Внезапно захотелось побыть одному, и он вышел на кухню посмолить "Родопи". Желанный сигаретный дым унял невнятную маету, но на обратной дороге ноги сами занесли его в почти пустую и тихую комнату — перепроверить все еще раз.

В углу, на старом стуле повисли в ожидании завтрашнего вылета темно-синий пиджак из тех, что называют "клубными", и габардиновые брюки, на полу рядом — почти не ношенные португальские туфли. Алик прошелся взглядом по массивным металлическим пуговицам на пиджаке и успокоился — все на месте. Он чуть покривил лицо, отгоняя навязчивую мысль, и тяжело опустился на сидение.

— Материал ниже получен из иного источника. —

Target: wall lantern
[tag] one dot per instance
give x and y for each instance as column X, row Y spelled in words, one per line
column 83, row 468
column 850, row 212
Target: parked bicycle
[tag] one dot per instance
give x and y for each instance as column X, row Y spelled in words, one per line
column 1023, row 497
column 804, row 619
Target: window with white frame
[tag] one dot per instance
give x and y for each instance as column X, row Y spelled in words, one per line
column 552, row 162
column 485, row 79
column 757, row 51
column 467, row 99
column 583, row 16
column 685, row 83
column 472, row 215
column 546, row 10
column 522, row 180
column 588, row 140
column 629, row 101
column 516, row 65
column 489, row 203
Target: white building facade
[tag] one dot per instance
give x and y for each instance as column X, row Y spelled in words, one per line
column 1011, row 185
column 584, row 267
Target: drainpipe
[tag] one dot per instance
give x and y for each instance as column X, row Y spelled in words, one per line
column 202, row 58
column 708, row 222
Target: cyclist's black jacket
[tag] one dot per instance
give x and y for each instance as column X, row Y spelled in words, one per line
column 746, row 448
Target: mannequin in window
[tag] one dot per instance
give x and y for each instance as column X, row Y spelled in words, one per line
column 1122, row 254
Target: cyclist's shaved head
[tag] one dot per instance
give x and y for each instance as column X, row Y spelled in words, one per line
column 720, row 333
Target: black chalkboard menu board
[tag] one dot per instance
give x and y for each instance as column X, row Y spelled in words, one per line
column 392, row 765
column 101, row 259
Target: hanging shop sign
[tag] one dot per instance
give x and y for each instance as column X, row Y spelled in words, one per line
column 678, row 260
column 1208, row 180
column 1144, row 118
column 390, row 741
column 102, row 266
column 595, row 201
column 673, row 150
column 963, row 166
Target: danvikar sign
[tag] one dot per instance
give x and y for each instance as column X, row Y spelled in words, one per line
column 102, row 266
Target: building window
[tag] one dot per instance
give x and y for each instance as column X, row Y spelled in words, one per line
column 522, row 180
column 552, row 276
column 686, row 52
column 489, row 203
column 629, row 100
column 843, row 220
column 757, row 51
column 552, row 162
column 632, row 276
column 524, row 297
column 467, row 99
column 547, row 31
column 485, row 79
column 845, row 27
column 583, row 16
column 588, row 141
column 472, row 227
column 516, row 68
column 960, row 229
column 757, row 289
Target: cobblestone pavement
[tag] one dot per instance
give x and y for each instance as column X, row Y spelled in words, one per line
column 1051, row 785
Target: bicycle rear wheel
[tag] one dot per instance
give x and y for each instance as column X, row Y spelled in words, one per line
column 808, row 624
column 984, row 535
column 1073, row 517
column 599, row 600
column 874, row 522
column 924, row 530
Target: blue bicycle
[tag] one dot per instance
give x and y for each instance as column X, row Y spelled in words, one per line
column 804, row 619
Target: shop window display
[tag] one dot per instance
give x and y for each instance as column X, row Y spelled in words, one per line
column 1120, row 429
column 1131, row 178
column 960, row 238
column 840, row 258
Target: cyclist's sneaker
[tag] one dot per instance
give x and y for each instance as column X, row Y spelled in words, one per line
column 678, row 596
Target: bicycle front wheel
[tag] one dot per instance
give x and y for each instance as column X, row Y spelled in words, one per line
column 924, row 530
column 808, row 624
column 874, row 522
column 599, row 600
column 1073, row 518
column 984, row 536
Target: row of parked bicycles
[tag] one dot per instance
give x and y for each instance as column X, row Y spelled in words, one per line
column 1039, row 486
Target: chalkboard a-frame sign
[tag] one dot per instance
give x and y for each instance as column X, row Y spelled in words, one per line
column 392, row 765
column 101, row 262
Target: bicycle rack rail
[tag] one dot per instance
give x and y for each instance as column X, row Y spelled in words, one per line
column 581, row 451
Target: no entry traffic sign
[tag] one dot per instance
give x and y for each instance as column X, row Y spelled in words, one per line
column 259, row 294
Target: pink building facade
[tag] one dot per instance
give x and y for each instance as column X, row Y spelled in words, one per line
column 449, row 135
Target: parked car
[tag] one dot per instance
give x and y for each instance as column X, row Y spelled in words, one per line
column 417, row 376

Багаж всей их жизни уместился в трех видавших виды фибровых чемоданах, что выстроились в ряд напротив, вдоль оголившейся стены. Ленка пыталась собраться, словно на необитаемый остров, но Алик встал намертво, лично укладывая только самое необходимое. Лишь под самый конец, уступая мольбе в янтаре ее глаз, он дал слабину, и в один из чемоданов прокралась потемневшая от времени чугунная мясорубка.

Вещи, что вдруг стали ненужными, растаскивали деловито снующие родственники. По вечерам Ленка сдавленно рыдала в разоренной квартире. Глухой этот плач рвал Алику душу. Тогда он садился на пол, у кресла, обхватывал ее ноги и рассказывал, как хорошо им будет под Хайфой. Что там всегда солнечно и рядом плещет теплое море. Что во дворе домика они посадят лимон и гранат. Что оливки там можно покупать на рынке и самим давить из них дивное масло. А еще там очень, очень хорошая медицина, и у них там обязательно появится маленький — ведь для них еще ничего не поздно.

Противно скрипнула ножка стула, и Алик шевельнулся, разминая кулаки. Прислушался к веселым голосам из соседней комнаты. Потом пристально посмотрел в угол, где валялись вещи, что не пригодились совсем никому. Словно какая-то тяжелая тень упала на его лицо, и он нахмурился, припоминая.

Вон лежит на боку оранжевый шелковый абажур из далекого детства. Когда-то мама сшила его своими руками. Он был огромным, но невесомым — материал туго натянут на проволоку. По вечерам, из теплой постели абажур казался маленьким домашним солнышком, и мальчик Алик засыпал, легко улыбаясь.

Рядом валяется зонт цвета спелой вишни — большой, с длинной ручкой. Несколько спиц сломано, а кончик деревянного стержня заметно стерт. Это в далеком сорок втором дед, опираясь на зонт как на трость, уносил годовалого Алика через Баксанское ущелье — к своему последнему инфаркту и вечному покою в каменистой обочине перевала Бечо.